FOUNDATIONS REVEALED COMPETITION ENTRY
Heir of Sea and Fire
Outline the story …
I was inspired by Raederle of An, the main character of the novel "Heir of Sea and Fire" by Patricia A. McKillip. She is a princess of dual heritage—child of a kingdom rife with unquiet ghosts bound to their rulers’ will, and also heir to a sea-people whose guiding law is a love of wild magic. One of the first times she appears, in another character’s memory, she’s racing him in a long green dress, losing a handful of jeweled pins and leaving her hair “like a mane in the wind.” Later, to protect her beloved, she is driven to draw on her sea-heritage of illusion and power. She travels across her kingdom as the ghosts and dead rise to wreak havoc, and ultimately uses a necklace of cracked glass beads and the skull of a defeated king to bargain with his wraith.

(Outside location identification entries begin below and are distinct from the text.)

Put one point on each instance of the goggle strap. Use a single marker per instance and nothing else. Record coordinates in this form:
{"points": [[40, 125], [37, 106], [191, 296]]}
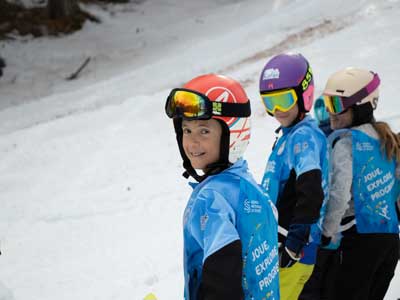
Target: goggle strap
{"points": [[225, 109], [364, 92]]}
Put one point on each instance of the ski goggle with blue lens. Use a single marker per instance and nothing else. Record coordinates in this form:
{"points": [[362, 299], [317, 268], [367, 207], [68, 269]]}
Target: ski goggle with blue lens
{"points": [[191, 105], [283, 100], [336, 104]]}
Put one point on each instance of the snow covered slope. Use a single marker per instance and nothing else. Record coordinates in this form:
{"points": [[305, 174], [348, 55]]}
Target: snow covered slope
{"points": [[90, 187]]}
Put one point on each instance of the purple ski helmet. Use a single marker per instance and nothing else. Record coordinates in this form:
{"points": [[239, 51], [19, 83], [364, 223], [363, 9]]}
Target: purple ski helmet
{"points": [[285, 71]]}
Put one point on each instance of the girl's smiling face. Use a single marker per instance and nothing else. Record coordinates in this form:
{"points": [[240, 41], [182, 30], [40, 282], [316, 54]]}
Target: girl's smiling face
{"points": [[201, 142]]}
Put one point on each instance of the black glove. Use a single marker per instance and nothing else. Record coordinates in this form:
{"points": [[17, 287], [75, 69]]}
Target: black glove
{"points": [[325, 240], [285, 260]]}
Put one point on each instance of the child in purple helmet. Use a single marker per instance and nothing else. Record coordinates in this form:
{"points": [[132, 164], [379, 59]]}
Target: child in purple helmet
{"points": [[296, 173]]}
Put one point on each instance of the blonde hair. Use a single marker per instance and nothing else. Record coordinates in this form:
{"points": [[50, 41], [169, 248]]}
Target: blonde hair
{"points": [[390, 141]]}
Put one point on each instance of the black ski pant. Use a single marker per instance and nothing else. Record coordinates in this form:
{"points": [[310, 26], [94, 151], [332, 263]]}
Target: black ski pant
{"points": [[367, 265], [321, 284]]}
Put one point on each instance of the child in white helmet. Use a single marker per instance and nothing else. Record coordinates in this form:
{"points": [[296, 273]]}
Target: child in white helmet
{"points": [[364, 187]]}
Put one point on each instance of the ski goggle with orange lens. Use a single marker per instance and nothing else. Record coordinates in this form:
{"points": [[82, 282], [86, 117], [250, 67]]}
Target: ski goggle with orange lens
{"points": [[283, 100], [191, 105], [338, 104]]}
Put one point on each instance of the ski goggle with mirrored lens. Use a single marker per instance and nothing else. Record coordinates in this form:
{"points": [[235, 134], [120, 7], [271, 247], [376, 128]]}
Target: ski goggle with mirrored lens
{"points": [[191, 105], [282, 100], [338, 104]]}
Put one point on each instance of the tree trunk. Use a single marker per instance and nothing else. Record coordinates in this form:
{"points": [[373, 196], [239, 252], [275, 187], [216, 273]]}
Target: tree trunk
{"points": [[62, 8]]}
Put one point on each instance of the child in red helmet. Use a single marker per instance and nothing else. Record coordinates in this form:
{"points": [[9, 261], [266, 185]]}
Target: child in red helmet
{"points": [[230, 244]]}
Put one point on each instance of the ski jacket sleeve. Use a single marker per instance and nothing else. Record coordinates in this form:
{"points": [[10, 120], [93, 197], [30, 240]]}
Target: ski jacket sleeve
{"points": [[340, 186], [222, 274], [310, 196], [309, 193]]}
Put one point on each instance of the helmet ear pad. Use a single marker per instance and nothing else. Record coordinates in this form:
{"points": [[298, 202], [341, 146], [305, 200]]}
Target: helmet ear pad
{"points": [[308, 98], [362, 114]]}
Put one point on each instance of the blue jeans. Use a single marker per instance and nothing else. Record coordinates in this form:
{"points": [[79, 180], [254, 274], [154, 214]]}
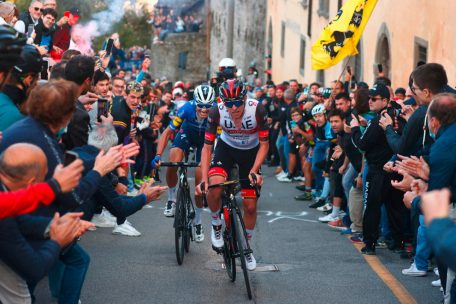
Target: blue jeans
{"points": [[365, 171], [384, 224], [319, 155], [283, 146], [347, 180], [423, 250], [67, 276]]}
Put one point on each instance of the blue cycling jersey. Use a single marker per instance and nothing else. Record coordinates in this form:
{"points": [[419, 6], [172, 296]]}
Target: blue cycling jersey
{"points": [[188, 121]]}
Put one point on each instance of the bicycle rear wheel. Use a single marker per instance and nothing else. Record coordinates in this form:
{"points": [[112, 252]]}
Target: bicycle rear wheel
{"points": [[180, 226], [240, 237], [187, 231], [229, 248]]}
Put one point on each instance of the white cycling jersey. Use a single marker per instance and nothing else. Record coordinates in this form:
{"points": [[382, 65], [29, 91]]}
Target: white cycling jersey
{"points": [[248, 135]]}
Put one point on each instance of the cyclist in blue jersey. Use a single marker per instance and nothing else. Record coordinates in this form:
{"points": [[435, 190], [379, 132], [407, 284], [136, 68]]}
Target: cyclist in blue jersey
{"points": [[190, 126]]}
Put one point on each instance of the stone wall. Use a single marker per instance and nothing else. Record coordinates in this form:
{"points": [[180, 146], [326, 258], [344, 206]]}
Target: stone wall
{"points": [[247, 43], [165, 57]]}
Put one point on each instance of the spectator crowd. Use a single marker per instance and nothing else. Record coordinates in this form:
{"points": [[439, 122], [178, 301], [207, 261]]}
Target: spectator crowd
{"points": [[164, 21], [79, 135]]}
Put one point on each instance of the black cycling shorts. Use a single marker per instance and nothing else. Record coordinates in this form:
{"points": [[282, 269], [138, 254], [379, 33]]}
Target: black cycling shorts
{"points": [[224, 159]]}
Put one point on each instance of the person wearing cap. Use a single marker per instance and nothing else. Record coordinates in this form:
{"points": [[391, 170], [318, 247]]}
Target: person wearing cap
{"points": [[124, 111], [431, 78], [62, 36], [377, 153], [44, 31], [33, 15], [7, 13], [400, 93], [23, 78]]}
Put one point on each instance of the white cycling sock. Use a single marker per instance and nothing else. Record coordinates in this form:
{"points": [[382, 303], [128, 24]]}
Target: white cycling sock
{"points": [[198, 212], [216, 221], [335, 211], [172, 194], [249, 236], [326, 188]]}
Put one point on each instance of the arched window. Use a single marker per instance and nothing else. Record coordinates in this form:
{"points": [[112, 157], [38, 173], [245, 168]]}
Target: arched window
{"points": [[383, 53]]}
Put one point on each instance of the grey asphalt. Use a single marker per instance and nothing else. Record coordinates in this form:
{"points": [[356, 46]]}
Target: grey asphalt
{"points": [[315, 263]]}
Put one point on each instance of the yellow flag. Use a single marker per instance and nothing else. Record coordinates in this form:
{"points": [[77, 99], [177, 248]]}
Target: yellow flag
{"points": [[341, 36]]}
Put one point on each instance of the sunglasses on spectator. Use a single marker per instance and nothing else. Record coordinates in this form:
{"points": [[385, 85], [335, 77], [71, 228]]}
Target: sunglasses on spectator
{"points": [[413, 89], [229, 103], [204, 106], [374, 99], [135, 87]]}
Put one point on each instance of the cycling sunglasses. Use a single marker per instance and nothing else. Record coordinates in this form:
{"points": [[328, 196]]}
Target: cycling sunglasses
{"points": [[229, 103], [204, 106]]}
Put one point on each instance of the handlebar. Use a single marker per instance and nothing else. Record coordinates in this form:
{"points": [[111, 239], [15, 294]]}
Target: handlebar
{"points": [[232, 182], [179, 164]]}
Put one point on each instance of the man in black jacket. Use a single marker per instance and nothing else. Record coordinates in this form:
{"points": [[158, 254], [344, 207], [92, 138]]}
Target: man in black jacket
{"points": [[377, 152], [33, 15], [80, 70], [30, 245], [426, 81]]}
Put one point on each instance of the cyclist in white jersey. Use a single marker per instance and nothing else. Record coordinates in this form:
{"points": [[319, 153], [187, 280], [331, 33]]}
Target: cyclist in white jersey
{"points": [[244, 141]]}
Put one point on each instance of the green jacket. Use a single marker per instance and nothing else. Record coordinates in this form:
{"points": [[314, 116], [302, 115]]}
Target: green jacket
{"points": [[9, 113]]}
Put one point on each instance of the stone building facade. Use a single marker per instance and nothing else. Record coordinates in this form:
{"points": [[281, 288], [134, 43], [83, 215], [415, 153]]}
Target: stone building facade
{"points": [[182, 57], [237, 30], [398, 35]]}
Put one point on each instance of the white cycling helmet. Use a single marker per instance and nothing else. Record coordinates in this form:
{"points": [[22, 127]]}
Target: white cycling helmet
{"points": [[204, 95], [318, 109]]}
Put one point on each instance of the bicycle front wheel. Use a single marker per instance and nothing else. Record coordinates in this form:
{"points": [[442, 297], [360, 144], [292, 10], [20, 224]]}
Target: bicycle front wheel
{"points": [[229, 249], [240, 239], [180, 226], [187, 231]]}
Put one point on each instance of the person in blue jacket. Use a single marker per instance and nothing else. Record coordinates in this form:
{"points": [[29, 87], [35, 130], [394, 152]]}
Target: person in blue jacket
{"points": [[190, 124]]}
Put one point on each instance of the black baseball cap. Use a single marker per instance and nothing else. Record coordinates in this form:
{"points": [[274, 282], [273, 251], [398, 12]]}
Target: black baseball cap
{"points": [[75, 11]]}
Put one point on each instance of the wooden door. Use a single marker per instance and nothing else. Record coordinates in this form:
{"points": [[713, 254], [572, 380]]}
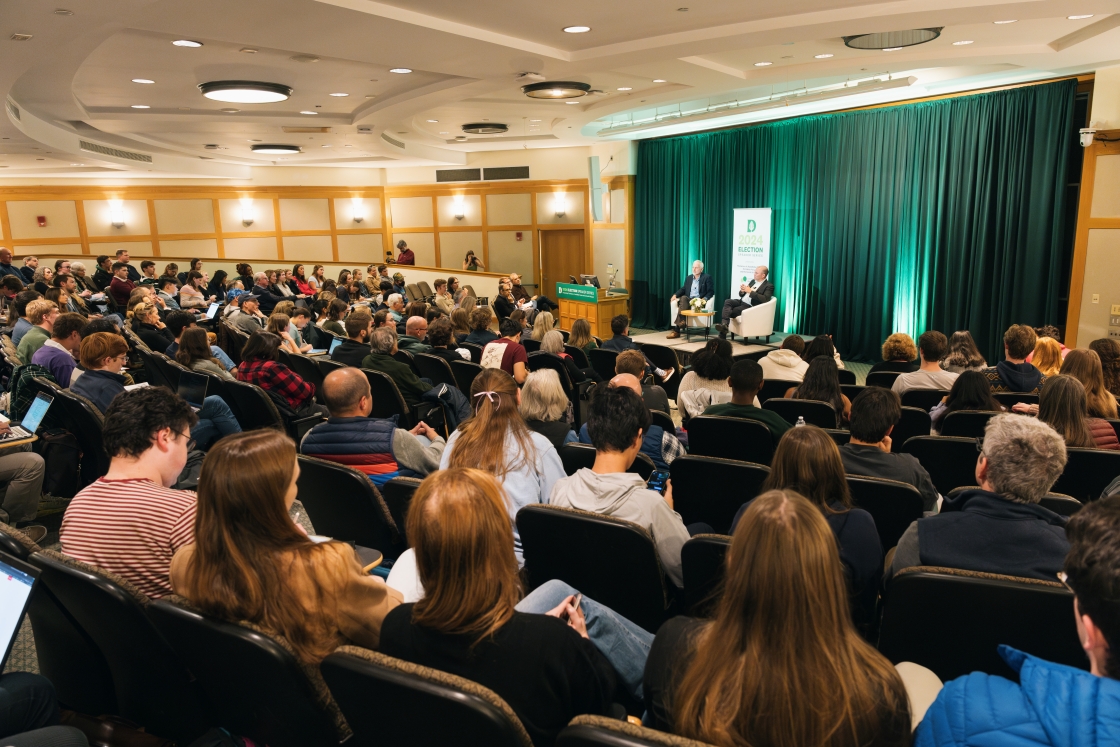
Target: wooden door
{"points": [[561, 257]]}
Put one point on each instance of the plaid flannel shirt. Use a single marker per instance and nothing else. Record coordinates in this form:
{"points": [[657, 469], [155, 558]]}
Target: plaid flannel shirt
{"points": [[279, 379]]}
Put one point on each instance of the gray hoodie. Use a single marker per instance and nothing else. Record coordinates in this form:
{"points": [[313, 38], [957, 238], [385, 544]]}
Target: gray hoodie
{"points": [[624, 495]]}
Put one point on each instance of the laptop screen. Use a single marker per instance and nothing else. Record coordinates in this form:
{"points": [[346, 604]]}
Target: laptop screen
{"points": [[16, 582], [193, 388], [36, 412]]}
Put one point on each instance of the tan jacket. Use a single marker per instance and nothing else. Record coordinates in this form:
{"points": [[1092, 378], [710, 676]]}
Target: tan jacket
{"points": [[361, 601]]}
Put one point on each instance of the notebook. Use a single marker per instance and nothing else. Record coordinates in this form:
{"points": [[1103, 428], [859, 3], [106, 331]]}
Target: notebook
{"points": [[17, 579], [193, 389]]}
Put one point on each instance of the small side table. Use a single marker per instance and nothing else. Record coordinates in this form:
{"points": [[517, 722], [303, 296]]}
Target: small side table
{"points": [[706, 316]]}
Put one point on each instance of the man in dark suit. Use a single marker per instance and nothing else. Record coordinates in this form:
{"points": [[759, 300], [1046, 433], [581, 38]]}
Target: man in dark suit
{"points": [[698, 285], [755, 292]]}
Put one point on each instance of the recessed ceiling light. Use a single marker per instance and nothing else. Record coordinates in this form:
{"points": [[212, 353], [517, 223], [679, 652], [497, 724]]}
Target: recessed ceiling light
{"points": [[245, 92]]}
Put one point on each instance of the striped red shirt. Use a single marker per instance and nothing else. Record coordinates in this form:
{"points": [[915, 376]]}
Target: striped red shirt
{"points": [[130, 528]]}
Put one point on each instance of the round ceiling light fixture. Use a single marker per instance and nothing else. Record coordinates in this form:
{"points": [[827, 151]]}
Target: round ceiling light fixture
{"points": [[485, 128], [276, 149], [245, 92], [556, 90], [893, 40]]}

Her clothing is rarely described, but her kingdom seems to be roughly based on ancient Ireland; the rest of the world draws on other cultures, and a material culture of jewels, textiles, spices, and fine workmanship is richly detailed. I have an incorrigible love of huge sleeves, so I went with a 12th century French bliaut for my depiction of Raederle. I worked from the Chartres cathedral statues, as well as a variety of illuminations and translations of contemporary descriptions of fabrics and fibers used in clothing. I also drew inspiration from 12th century decorative motifs to design the embroidered trim.
Outline the construction…
I made everything visible but my shoes. The shift is hand stitched linen with a slit neckline (closed with a tiny annular brooch); square gussets for sleeve ease; and triangular gores at the center front, center back, and sides.
The bliaut is based on statues at the Chartres Cathedral, and is made of ten yards of fine silk tissue. The bodice is mounted on linen with eyelets worked down the sides and tightly spiral laced with silk lucet cord, producing the characteristic torso creases. Because the Chartres statues appear to show a pleated or gathered-on skirt with a waist seam, the skirt is a simple rectangle gathered onto the linen bodice base. At the open sides of the bodice, I mounted the skirt onto tapes—conjectural construction, based on medieval illuminations and statuary.
The two-piece sleeves have small rectangular uppers and large rectangular drapes. The lower sleeve lining is doubled silk habotai, to keep the olive outer sleeve from showing through, and was tacked in after attaching the embroidered bands. All of the embroidery was worked with reeled silk on a single panel of brown silk tissue, which I then cut into strips, joined, and blind stitched onto the hem, sleeves, and cuffs. The collar was worked with finer thread and a more delicate design, and blind stitched onto the bodice.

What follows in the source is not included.